"I did not say that I would not have them (Muslims) in my Cabinet."
Herman Cain, in an interview on Glenn Beck's radio show on May 21.
What did Herman Cain, the Republican presidential hopeful, say about appointing Muslims to his Cabinet?
The controversy began in February in a Milner, Ga., church. Cain talked about his bout with stage four liver and colon cancer and suggested he was uncomfortable when he learned his surgeon's name was "Abdallah."
The evangelical publication Christianity Today asked Cain about his comment in March and Cain replied that Muslims should stop trying to convert others.
"And based upon the little knowledge that I have of the Muslim religion, you know, they have an objective to convert all infidels or kill them," Cain said.
Five days later, a blogger for liberal ThinkProgress.org questioned him.
"Would you be comfortable appointing a Muslim either in your Cabinet or as a federal judge?" the blogger asked.
"No, I will not," Cain replied. "And here's why. There is this creeping attempt, there's this attempt to gradually ease sharia law and the Muslim faith into our government. It does not belong in our government."
This brings us to Glenn Beck's radio show, where Cain said his statement was "misconstrued."

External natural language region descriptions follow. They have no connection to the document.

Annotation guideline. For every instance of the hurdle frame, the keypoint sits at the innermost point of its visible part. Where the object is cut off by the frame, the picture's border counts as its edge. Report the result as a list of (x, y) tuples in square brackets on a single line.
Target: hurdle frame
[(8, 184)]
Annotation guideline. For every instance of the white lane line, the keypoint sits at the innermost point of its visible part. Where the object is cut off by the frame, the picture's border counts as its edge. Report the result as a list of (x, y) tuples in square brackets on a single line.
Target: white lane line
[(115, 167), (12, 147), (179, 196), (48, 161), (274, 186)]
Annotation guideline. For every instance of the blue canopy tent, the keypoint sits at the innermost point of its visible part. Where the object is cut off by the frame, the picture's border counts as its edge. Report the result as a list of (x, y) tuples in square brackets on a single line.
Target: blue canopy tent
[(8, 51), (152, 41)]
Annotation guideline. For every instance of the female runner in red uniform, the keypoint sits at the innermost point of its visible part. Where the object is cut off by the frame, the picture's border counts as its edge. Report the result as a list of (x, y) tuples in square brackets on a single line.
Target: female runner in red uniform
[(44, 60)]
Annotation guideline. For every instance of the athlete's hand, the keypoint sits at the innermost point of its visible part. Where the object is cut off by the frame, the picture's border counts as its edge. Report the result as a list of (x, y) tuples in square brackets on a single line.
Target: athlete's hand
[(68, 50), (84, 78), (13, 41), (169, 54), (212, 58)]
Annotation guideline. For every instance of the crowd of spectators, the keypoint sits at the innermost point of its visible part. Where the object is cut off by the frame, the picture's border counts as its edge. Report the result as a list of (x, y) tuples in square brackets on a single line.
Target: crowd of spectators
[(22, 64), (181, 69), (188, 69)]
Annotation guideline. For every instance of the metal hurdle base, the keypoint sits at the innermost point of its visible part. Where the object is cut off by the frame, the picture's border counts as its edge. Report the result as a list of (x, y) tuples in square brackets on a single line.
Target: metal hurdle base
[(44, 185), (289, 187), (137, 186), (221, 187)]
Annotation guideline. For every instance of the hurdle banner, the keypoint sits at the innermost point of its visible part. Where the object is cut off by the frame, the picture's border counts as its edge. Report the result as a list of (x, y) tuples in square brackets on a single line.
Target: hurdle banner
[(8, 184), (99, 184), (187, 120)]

"(The reporter) said, would you be comfortable with a Muslim in your Cabinet?" Cain told Beck. "And I immediately said, without thinking, 'No, I would not be comfortable.' I did not say that I would not have them in my Cabinet."
Indeed, the ThinkProgress.org blogger asked Cain whether he would be "comfortable" with a Muslim in his Cabinet.
The problem is that it contradicts what Cain said about his own comments.
The Monday after the news broke, Cain recounted what he said on Fox News' Your World with Neil Cavuto.
"A reporter asked me 'Would I appoint a Muslim to my administration?' I did say 'no,' " he said.
"And here's why … I would have to have people totally committed to the Declaration of Independence and the Constitution of the United States. And many of the Muslims, they're not totally dedicated to this country," he said.
In April, Cain repeated that he would not hire a Muslim to conservative radio host Bryan Fischer.
"I think I have the right to say that I won't," Cain said.
The heat is on, and Cain's Pants are on Fire.